Bakhita

jEpjJ24kQuoi de mieux que d’exorciser les vieux démons de la rentrée – Tonnerre de Brest, avec l’entrée en petite section, Bambinette en a pris pour 20 ans ! – par une pépite de la rentrée littéraire ? Ceux qui connaissent ce blog doivent avoir remarqué que je suis immunisée par rapport aux sirènes des sorties littéraires, et notamment de ce phénomène bien français de la rentrée papivore. En France, nous aimons les marronniers et les feuilles qui tombent rituellement à l’automne ; nous devons être au fond un peuple épris de routine et de petites habitudes, nous qui aimons nous poser en révolutionnaires râleurs. Étant donné que je suis un peu d’ici et d’ailleurs, je n’ai jamais contracté cette habitude de courir les nouveautés ou les salons, ayant été biberonnée aux classiques et aux livres chinés en bibliothèque recelant l’odeur caractéristique du vieux papier jauni. /// Je fais une petite pause pour savourer ma madeleine de Proust, permettez...///

C’est bien mon entrée en blogosphère qui m’a convertie (un peu) à l’actualité du livre.
Bref, tout ça pour vous dire que si j’ai foncé droit sur le roman de Véronique Olmi, c’est bien parce que son sujet m’attirait fortement, et pas seulement parce que le livre était en tête de gondole. Bakhita, je connais, puisque c’est une sainte récemment canonisée par l’Eglise catholique. Sa légende dorée m’était vaguement familière, friande que je suis depuis mon enfance des vies de saints (ceux qui ont passé dans leur enfance des voyages en voiture entiers à écouter les cassettes audio de soeur Laure, dont la voix sirupeuse et magnétique exaltait les aventures de saint François d’Assise, saint Ignace de Loyola ou sainte Kateri Tekakwita – alias la Pocahontas chrétienne – me comprendront peut-être). Eh oui, être catho permet de connaître des personnages inconnus du grand public parfois. C’est un avantage comme un autre 😉.
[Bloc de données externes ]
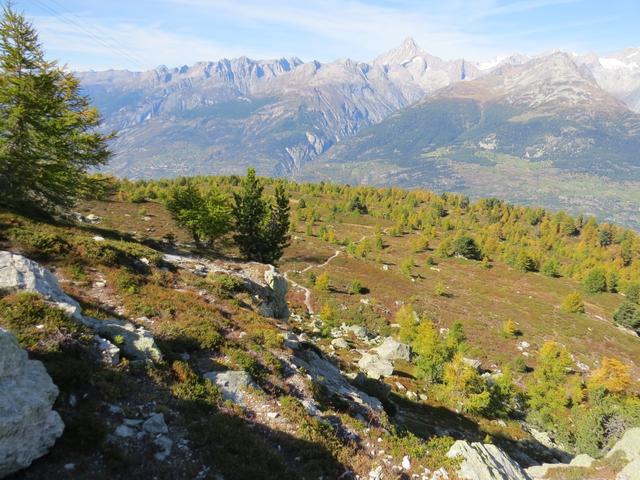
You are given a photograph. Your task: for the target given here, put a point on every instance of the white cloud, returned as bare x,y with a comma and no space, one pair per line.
125,45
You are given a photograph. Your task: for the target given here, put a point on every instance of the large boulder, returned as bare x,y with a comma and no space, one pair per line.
276,296
232,384
391,349
485,462
19,274
324,372
374,366
28,425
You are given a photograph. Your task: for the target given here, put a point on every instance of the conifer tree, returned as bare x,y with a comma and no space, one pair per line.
249,212
48,137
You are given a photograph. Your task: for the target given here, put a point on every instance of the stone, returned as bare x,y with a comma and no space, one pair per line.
629,444
276,304
374,366
155,424
233,384
376,473
124,431
137,342
472,362
165,444
339,343
109,353
28,424
324,372
18,273
393,350
485,462
630,472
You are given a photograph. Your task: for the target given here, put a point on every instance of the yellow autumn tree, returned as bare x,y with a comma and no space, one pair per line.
613,375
Enfin, tout cela ne nous dit pas de quoi il est question dans ce livre, ni de qui est Bakhita, me direz-vous. Alors là, excusez-moi mais je vais devoir quitter mon ton léger et mondain pour aborder une tonalité beaucoup plus grave. Car voyez-vous, ce « roman vrai » de la vie de Bakhita m’a fait l’effet d’un coup de poignard dans le coeur. Peut-il en être autrement à la lecture de la vie de cette petite Soudanaise née à la fin du XIXe siècle, kidnappée de son village tranquille à l’âge de 7 ans, enlevée aux siens pour être vendue comme une bête à des marchands d’esclaves avides de chair fraîche ? Oui, la vie de Bakhita nous plonge dans la réalité inhumaine de l’esclavage. Oui l’esclavage a continué d’exister après l’abolition de la traite transatlantique. Et il cesse d’être cette sous-catégorie du programme d’histoire que les collégiens étudient en classe de 4e, qu’il est de bon ton de déplorer pour mieux nous conforter dans la morgue de notre supériorité progressiste. Il ne se réduit plus à des chiffres, des dates, des flèches sur une carte de l’Afrique et quelques grandes figures de la lutte anti-esclavagiste. Il prend un visage et une voix, ceux de Bakhita que Véronique Olmi a su capter miraculeusement, se fondant sur des archives trouvées dans le couvent où plus tard, bien plus tard, Bakhita a trouvé une forme de paix, en Italie… La vie de Bakhita nous fait croiser une foule de personnes réduites au rang de marchandises que l’on déplace avec une brutalité sans nom, que l’on abîme ou supprime pour des raisons atroces, pour ne pas les laisser au marchand concurrent par exemple ou pour le plaisir de dominer un être humain totalement à merci. Nous croisons des hommes, des femmes, des enfants, des bébés broyés dans l’engrenage mortel du trafic d’êtres humains. Des petits garçons que l’on castre pour en faire des eunuques, qui pourvoiront les harems (8 sur 10 meurent d’une telle « opération ») ; des petites filles que l’on viole ou « tatoue » en insérant du sel dans des plaies tracées au couteau. C’est vrai, c’est insoutenable, et j’ai dû sauter certains passages car j’ai plutôt l’âme sensible.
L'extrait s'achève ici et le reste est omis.